Inspirational song: The Dance (Garth Brooks)

It's not often I wake up with the inspirational song pre-selected, but it came to me in a flash, before seven thirty this morning, when a white bag of pudding came flying through the sky, and landed on my soft underbelly. About a month ago, we finally made the switch our veterinarian recommended to me (twice) and started feeding only canned cat food in the evening, and not leaving a steady supply of dry food overnight. Jackie is morbidly obese, and this change might finally help her drop a pound or two. But it means all the cats think they are starving by dawn, and they can't stand to see a human comfortably sleeping when we could be waiting on them hand and foot. They start by getting restless around six a.m., and by seven they are dancing in circles around the bed, taking turns punching us in all the sensitive places and stepping angrily on my hair. If they can make noise by rattling the blinds in the windows, or by having verbal disagreements with each other, all the better for them. When they grazed all night long, we weren't subjected to this ridiculous dance, but no human shall know peace as long as five cats are hungry.

Yesterday my mother and my long-distance padre questioned our decision to pry up all the deck boards, clean them properly, and then stain and seal them before resetting them. I was too tired and too intoxicated by petroleum distillates to have a cogent answer. Today I have it. Remember the show Designed to Sell? Families would get the services of a designer and a couple carpenters, plus a two thousand dollar budget to fix up their houses before putting them on the market to sell. They addressed years of deferred maintenance and freshened up design to make things look clean and modern for prospective buyers. This is exactly like that. We want this house to seem turnkey, so we not only get a good offer, we get a quick one. Before we bought the Park, it had sat on the market for a year and a half. It started out way overpriced, as housing prices were crashing, and once it had been around for months, needing multiple price cuts, it got a little "what's wrong with that place" stink on it. I have no intention of letting that happen again. This place is wonderful, and I won't let it linger on my watch.
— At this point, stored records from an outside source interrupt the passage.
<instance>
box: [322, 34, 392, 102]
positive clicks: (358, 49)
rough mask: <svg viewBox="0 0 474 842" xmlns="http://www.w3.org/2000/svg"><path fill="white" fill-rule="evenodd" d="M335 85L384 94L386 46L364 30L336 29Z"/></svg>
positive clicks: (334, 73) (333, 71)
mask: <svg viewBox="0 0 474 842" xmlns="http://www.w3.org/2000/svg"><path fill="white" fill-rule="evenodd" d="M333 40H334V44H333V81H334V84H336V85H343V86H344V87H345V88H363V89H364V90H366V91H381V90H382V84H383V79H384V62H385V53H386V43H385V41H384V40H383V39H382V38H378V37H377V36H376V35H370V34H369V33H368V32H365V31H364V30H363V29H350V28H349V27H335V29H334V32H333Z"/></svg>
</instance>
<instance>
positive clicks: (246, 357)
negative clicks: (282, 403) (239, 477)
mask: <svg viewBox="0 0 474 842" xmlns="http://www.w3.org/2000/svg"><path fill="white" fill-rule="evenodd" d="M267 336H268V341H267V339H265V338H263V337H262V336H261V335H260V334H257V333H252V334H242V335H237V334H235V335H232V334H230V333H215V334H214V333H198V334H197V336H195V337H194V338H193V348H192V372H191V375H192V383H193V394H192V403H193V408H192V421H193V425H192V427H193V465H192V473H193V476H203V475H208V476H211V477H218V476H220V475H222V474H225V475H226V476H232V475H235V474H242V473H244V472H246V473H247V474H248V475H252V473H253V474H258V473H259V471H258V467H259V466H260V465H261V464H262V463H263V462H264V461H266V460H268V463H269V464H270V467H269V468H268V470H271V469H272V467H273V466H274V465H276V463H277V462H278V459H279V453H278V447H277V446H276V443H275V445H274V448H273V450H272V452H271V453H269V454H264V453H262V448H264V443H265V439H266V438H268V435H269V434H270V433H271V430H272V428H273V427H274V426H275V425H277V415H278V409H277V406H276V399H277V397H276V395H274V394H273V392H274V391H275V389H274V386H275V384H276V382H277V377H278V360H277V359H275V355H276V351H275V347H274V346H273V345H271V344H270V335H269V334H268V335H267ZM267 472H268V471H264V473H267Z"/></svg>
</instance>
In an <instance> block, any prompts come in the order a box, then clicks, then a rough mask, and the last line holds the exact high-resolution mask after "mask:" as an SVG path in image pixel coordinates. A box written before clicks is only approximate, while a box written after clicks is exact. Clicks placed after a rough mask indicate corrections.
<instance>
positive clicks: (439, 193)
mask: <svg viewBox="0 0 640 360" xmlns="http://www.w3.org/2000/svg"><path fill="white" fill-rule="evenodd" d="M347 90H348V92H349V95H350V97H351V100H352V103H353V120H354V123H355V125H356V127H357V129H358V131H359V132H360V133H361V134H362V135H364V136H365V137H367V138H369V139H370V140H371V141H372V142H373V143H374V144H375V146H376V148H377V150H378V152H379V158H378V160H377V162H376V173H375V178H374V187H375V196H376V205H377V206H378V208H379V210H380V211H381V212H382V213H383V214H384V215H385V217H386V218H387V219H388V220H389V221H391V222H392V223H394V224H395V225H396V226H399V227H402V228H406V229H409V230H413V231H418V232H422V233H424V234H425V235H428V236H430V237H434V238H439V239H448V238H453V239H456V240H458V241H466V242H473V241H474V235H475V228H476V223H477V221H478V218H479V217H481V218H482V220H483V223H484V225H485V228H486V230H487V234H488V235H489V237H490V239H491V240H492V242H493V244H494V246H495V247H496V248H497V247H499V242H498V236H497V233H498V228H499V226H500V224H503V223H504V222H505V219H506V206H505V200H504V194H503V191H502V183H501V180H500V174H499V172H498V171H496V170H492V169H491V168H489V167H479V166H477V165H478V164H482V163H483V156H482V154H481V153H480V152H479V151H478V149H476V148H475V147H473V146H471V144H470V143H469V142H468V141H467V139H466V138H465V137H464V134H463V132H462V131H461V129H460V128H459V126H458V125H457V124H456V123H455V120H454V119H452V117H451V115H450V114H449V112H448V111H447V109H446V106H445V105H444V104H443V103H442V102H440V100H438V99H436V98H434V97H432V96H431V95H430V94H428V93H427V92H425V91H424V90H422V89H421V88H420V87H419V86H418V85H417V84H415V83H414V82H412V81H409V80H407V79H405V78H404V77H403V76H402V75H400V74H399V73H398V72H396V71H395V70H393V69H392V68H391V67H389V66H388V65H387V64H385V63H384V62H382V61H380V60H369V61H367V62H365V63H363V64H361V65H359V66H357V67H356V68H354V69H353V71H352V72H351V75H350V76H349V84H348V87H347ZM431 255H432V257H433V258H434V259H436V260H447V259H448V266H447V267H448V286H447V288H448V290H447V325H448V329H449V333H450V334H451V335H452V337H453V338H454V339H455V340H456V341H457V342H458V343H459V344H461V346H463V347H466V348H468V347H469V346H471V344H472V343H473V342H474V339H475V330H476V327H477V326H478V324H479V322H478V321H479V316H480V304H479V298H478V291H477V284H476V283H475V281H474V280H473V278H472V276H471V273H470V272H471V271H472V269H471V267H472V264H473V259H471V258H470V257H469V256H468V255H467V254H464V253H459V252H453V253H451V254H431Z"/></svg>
I entered an unfamiliar world today. I'm not an aggressive driver, thus my only speeding "ticket" was merely a warning. This is not the case for everyone who resides in my home. I've never before sat in a courtroom to watch a line of people filing calmly up to the clerk to prove they had rectified the conditions that earned them citations (like failing to provide proof of insurance). When the man got to the front of the line, he was told to wait for the judge, since his was a speeding ticket. Fifteen or twenty minutes later, he got the same offer as the others, a reduction in fine and (I think) fewer points off of his license. It is another strange little dance I witnessed today, ticket-court-clerk-adjudication-pay-leave-repeat. Over and over, no big surprise, no ill will. I don't want to return to this land, but at least I know enough of it not to fear the unknown anymore.